31 May 2016

Section 106 agreements

Recent changes to planning obligations (England)

The House of Commons Library has published a briefing paper looking at recent changes to planning obligations, the appeals process surrounding them and how planning obligations interact with the Community Infrastructure Levy. The brief looks at England only:  http://bit.ly/1OMOdMy  

Planning obligations, sometimes known as section 106 agreements, are legally enforceable obligations entered into under section 106 of the  Town and Country Planning Act 1990  (as amended). They are agreements made between a developer and the Local Planning Authority (LPA) designed to meet the concerns an LPA may have about meeting the cost of providing new infrastructure for an area.

 

In order for planning obligations to be used, they must meet three legal tests set out in part 11 of the  Community Infrastructure Levy Regulations 2010 . A planning obligation may only constitute a reason for granting planning permission if it is necessary to make the development acceptable in planning terms; directly related to the development; and fairly and reasonably related in scale and kind to the development.
 
In 2014 the then Government’s Planning Practice Guidance was amended to exempt developments of 10 units or fewer and developments with less than 1,000 square metres of floor space from the requirement to contribute towards affordable housing. The Government argued these changes would help increase housing supply. However, some local councils objected to the loss of income these exemptions would bring. In August 2015 the Government revoked this policy following a judicial review brought by West Berkshire District Council and Reading Borough Council after it was judged to be “incompatible” with the statutory planning framework. The Government appealed this judgement and, in May 2016, won its appeal.
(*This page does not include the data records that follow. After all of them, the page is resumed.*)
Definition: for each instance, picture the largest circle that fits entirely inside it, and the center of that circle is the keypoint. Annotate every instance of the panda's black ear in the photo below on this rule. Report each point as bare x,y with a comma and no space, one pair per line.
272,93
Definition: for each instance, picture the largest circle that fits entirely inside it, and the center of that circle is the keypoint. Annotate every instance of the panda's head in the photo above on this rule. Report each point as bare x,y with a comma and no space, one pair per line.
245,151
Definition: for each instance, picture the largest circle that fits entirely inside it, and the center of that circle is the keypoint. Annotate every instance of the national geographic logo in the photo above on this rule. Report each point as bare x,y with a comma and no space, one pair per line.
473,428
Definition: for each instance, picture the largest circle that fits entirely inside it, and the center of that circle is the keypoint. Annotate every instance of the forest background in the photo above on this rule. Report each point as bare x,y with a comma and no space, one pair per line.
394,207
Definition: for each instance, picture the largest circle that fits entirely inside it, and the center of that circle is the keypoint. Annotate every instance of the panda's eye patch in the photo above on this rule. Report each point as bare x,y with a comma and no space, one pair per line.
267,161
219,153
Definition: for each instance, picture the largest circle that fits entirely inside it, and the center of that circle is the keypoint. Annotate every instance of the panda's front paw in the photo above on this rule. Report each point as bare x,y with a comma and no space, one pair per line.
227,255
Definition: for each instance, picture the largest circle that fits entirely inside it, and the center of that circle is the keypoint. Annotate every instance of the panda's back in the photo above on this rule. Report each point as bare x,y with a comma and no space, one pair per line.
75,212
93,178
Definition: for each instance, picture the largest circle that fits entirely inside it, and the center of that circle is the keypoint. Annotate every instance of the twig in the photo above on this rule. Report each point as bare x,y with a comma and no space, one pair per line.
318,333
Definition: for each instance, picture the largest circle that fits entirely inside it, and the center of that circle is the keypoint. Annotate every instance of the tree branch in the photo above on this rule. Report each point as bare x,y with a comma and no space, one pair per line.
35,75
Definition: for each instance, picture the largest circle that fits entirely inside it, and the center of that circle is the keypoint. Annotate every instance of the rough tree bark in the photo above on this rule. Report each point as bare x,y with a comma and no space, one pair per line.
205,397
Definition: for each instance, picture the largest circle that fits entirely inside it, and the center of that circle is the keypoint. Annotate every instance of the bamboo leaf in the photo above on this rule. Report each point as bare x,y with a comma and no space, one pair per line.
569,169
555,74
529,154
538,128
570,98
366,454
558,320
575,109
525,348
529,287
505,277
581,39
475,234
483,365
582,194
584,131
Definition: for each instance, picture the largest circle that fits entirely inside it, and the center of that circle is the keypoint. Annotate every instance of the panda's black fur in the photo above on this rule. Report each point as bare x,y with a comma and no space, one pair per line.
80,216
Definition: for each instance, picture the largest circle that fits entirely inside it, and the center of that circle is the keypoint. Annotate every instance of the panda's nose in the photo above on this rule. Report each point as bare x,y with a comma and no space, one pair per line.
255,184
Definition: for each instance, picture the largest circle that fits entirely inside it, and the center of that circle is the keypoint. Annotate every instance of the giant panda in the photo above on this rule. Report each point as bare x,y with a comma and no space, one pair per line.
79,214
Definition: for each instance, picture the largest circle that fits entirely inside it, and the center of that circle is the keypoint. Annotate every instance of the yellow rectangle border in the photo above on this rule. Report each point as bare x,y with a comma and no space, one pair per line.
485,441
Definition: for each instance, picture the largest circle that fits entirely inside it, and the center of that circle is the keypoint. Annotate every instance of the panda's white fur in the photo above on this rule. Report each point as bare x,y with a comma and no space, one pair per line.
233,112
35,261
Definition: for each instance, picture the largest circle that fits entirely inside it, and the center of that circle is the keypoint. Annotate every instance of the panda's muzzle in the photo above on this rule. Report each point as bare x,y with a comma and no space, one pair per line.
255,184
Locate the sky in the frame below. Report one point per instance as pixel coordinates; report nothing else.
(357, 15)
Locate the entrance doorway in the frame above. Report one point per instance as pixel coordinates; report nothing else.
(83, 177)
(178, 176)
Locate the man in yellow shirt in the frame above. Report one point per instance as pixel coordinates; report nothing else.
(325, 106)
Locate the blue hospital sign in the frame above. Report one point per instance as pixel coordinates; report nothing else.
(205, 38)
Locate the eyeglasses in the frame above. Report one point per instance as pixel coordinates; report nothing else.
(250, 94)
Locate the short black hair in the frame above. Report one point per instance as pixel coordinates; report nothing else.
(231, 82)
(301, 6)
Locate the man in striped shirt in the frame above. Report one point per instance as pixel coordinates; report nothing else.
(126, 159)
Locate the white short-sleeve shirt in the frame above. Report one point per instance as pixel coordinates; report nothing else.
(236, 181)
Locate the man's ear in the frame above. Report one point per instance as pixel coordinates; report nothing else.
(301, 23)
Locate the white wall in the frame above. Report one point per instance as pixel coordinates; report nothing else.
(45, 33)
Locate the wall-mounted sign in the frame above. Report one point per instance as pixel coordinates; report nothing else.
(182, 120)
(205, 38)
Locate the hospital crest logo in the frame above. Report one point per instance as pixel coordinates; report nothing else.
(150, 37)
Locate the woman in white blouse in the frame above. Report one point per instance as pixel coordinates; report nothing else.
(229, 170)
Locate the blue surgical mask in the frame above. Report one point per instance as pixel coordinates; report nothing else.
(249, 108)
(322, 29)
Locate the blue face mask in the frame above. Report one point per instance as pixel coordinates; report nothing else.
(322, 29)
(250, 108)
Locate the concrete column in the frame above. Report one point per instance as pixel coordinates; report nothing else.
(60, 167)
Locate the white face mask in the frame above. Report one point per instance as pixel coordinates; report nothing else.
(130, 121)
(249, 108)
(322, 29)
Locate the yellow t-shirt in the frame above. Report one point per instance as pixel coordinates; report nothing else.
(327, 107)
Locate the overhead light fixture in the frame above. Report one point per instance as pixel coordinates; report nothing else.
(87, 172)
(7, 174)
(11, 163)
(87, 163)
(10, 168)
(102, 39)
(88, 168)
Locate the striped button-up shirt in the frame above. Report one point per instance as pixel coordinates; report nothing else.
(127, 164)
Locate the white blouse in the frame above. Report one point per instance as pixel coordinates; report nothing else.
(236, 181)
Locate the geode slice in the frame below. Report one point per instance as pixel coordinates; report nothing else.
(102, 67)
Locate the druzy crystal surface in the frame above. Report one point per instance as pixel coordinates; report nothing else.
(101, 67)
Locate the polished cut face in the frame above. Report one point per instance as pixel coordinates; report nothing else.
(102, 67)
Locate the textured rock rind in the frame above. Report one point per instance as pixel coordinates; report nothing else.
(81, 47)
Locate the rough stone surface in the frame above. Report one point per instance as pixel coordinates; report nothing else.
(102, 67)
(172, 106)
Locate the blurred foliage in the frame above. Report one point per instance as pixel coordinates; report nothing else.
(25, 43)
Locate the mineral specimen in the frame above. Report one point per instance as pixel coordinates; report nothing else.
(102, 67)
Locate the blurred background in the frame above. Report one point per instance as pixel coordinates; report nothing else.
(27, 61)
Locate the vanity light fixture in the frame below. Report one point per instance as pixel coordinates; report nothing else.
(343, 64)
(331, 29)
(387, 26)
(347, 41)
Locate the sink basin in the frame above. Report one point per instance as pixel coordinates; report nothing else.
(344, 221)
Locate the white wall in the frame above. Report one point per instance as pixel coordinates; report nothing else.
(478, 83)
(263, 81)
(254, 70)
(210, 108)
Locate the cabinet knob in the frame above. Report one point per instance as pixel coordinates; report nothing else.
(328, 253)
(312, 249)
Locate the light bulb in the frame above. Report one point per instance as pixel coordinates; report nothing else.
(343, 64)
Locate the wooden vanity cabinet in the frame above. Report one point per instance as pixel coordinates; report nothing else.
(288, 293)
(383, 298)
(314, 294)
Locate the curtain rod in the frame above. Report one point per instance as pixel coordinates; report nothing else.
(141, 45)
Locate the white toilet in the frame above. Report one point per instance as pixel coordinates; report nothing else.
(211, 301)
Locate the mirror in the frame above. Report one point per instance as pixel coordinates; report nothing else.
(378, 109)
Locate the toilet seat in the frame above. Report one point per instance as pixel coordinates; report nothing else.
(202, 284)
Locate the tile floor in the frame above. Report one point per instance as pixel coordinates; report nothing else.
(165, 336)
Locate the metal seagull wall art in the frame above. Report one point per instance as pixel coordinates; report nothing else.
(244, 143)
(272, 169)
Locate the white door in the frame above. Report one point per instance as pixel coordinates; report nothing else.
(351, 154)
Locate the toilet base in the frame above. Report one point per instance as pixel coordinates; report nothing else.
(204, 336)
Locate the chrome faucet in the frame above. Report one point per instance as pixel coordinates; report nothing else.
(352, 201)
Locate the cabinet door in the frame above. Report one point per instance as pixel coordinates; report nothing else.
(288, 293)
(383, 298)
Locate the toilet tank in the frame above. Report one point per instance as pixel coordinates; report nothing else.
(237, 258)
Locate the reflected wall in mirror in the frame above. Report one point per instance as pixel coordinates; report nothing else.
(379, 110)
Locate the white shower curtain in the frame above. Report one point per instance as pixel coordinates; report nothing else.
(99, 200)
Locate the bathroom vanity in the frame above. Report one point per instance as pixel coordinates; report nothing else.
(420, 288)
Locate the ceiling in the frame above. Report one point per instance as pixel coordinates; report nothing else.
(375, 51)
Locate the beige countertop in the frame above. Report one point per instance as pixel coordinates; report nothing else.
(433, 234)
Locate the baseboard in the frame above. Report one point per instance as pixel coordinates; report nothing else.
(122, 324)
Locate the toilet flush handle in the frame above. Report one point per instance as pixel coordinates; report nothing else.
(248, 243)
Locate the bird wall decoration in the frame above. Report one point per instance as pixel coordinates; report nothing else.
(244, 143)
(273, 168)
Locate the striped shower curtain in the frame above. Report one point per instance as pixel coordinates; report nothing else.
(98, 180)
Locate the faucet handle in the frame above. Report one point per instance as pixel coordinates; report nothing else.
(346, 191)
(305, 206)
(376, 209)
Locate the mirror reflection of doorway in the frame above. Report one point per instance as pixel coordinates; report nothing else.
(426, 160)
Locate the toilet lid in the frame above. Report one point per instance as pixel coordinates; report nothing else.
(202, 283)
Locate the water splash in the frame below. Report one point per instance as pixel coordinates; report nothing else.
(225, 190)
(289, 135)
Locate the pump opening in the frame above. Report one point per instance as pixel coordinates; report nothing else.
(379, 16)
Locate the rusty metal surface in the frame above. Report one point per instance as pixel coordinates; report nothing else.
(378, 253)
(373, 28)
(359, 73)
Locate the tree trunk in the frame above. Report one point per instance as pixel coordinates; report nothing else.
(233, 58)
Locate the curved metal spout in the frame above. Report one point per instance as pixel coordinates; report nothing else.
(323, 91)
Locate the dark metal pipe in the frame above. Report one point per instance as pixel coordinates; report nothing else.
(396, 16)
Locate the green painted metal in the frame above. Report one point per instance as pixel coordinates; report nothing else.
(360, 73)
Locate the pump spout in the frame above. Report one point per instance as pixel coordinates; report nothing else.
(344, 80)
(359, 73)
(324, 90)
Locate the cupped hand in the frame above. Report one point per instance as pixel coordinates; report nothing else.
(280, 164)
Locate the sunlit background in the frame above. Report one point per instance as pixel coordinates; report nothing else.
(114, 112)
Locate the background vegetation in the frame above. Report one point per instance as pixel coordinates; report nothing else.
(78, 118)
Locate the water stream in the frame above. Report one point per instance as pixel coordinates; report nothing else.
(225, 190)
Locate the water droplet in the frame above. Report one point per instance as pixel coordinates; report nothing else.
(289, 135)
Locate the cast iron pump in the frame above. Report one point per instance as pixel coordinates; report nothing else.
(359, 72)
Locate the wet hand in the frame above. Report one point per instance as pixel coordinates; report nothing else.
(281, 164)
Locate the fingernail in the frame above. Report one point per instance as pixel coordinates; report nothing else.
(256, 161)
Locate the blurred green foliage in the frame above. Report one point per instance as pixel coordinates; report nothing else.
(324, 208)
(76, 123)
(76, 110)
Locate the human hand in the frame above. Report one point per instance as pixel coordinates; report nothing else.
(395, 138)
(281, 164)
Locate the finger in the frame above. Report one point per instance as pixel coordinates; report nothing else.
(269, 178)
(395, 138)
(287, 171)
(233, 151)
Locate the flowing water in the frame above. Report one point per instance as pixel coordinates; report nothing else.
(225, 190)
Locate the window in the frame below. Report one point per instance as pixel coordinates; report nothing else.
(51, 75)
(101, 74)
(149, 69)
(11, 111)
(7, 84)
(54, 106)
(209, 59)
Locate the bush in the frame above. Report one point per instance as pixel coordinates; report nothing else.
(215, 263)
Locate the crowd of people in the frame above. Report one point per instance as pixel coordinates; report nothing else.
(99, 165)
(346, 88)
The Government has now reintroduced this policy in its amended  planning practice guidance , from 19 May 2016.
 
The former Coalition Government made changes to how planning obligations interact with the Community Infrastructure Levy (CIL). LPAs must not double charge developers for the same infrastructure projects, and since April 2015 LPAs can no longer pool more than five planning obligations if they were entered into since April 2010, and if it is for infrastructure capable of being funded by the CIL.
 
In the HM Treasury’s July 2015 Productivity Plan,  Fixing the foundations: Creating a more prosperous nation , the Government announced its intention to introduce a dispute resolution mechanism for section 106 agreements,  in order to 'speed up negotiations and allow housing starts to proceed more quickly.' The Housing and Planning Act 2016, once in force, will provide for a dispute resolution process designed to speed up section 106 negotiations.